I have blocked access from clients with this referrer, and from the host that is doing the caching itself (80.175.64.72).
Update: It looks like the site that had a cache of my content has been made inaccessible from the outside, and access are redirected to this page. I found something interesting on that page:
Because the bots do not 'spider' your website (ie. they do not recursively grab pages) they do not check robots.txt before scanning. The ability to regularly scan the submitted page is essential for the upkeep of the Blogwise database and we require this action to avoid delisting blogs unnecessarily.
So if I wanted to prevent the indexing from their spider, I wouldn't be able to use the standard robots.txt mechanism. This seems wrong.

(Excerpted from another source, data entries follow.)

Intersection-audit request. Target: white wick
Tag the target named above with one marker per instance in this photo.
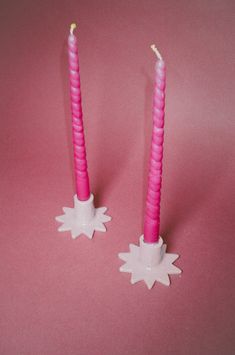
(72, 28)
(156, 51)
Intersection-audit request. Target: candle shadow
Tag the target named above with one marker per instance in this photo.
(188, 179)
(64, 74)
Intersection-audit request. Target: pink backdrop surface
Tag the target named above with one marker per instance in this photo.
(63, 296)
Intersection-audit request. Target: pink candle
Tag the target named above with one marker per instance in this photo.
(152, 212)
(79, 149)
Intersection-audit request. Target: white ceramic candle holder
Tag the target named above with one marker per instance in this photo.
(83, 218)
(149, 262)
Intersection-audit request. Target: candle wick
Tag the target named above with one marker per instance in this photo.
(72, 27)
(156, 51)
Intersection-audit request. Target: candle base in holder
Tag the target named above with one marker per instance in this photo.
(149, 262)
(83, 218)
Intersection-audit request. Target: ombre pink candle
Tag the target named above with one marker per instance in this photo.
(152, 211)
(79, 149)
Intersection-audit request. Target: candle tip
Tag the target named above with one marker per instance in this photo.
(72, 27)
(156, 51)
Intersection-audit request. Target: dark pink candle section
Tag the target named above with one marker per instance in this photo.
(152, 212)
(79, 149)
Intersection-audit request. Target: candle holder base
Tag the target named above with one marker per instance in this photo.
(83, 218)
(149, 262)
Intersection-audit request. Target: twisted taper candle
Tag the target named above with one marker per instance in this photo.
(152, 212)
(80, 162)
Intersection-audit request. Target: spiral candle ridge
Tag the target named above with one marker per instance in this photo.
(80, 161)
(152, 212)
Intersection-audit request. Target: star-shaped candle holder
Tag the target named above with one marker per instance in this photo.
(83, 218)
(149, 262)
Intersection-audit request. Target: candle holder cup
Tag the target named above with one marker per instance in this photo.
(149, 262)
(83, 218)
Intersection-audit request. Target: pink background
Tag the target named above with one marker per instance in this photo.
(60, 296)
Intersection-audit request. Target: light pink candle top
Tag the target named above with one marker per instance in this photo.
(152, 211)
(79, 149)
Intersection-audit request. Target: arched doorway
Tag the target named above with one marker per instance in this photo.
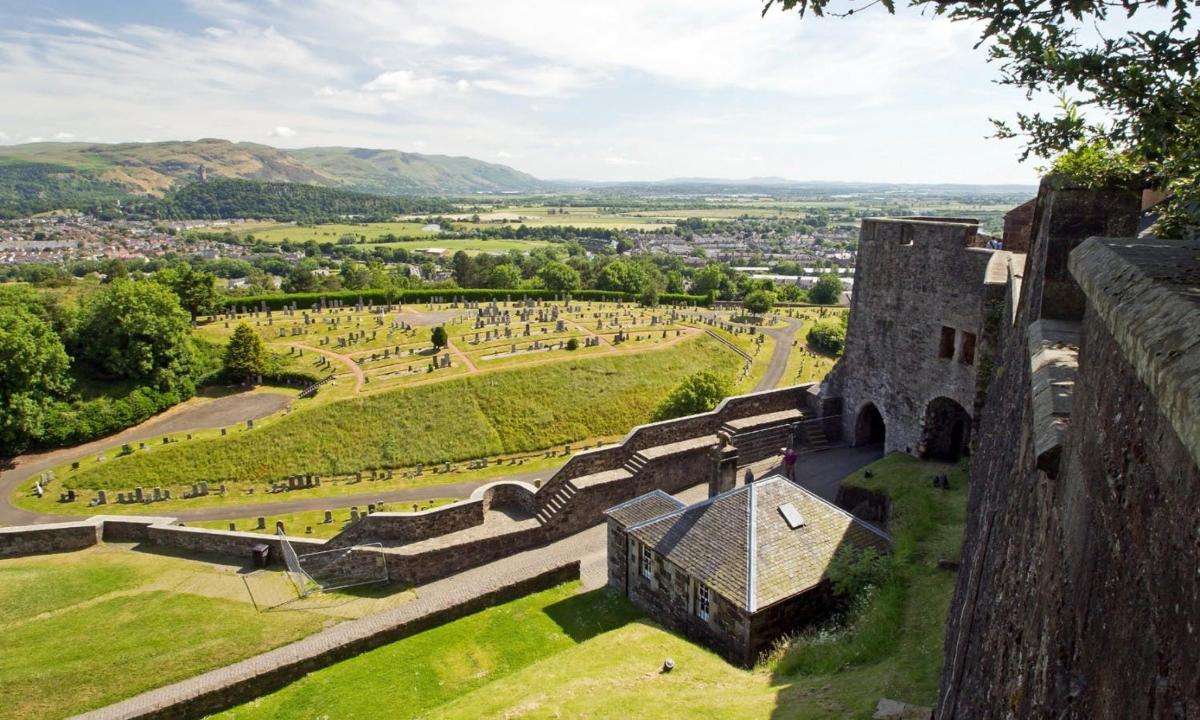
(947, 433)
(869, 427)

Update #2: Sven from Blogwise added a comment describing that this is the Blogwise cache. It is not intended to be a public cache. I will be removing the blocks that I added before.
Technorati Tags: Blogging, DuckDriver, system admin
Paul - this is the Blogwise cache. Presumably you've either submitted your site to Blogwise or you're already listed.
ReplyDeleteIt's not indexing your site - merely taking a cache of the page submitted so that I can do further analysis of it without taking unnecessary bandwidth.
The cache is designed to be private - ie. it's not intended as a public copy of your site. I realised this was open earlier this week and hence put the bounce in to an explanation page.
I've also changed the useragent and referer so that it's explicity coming from Blogwise -- the activity has nothing to do with DuckDriver (my employers, who kindly let me host my hobby site on their connection).
Sorry for the confusion, and I am very open to people's views on this, so your feedback is valuable.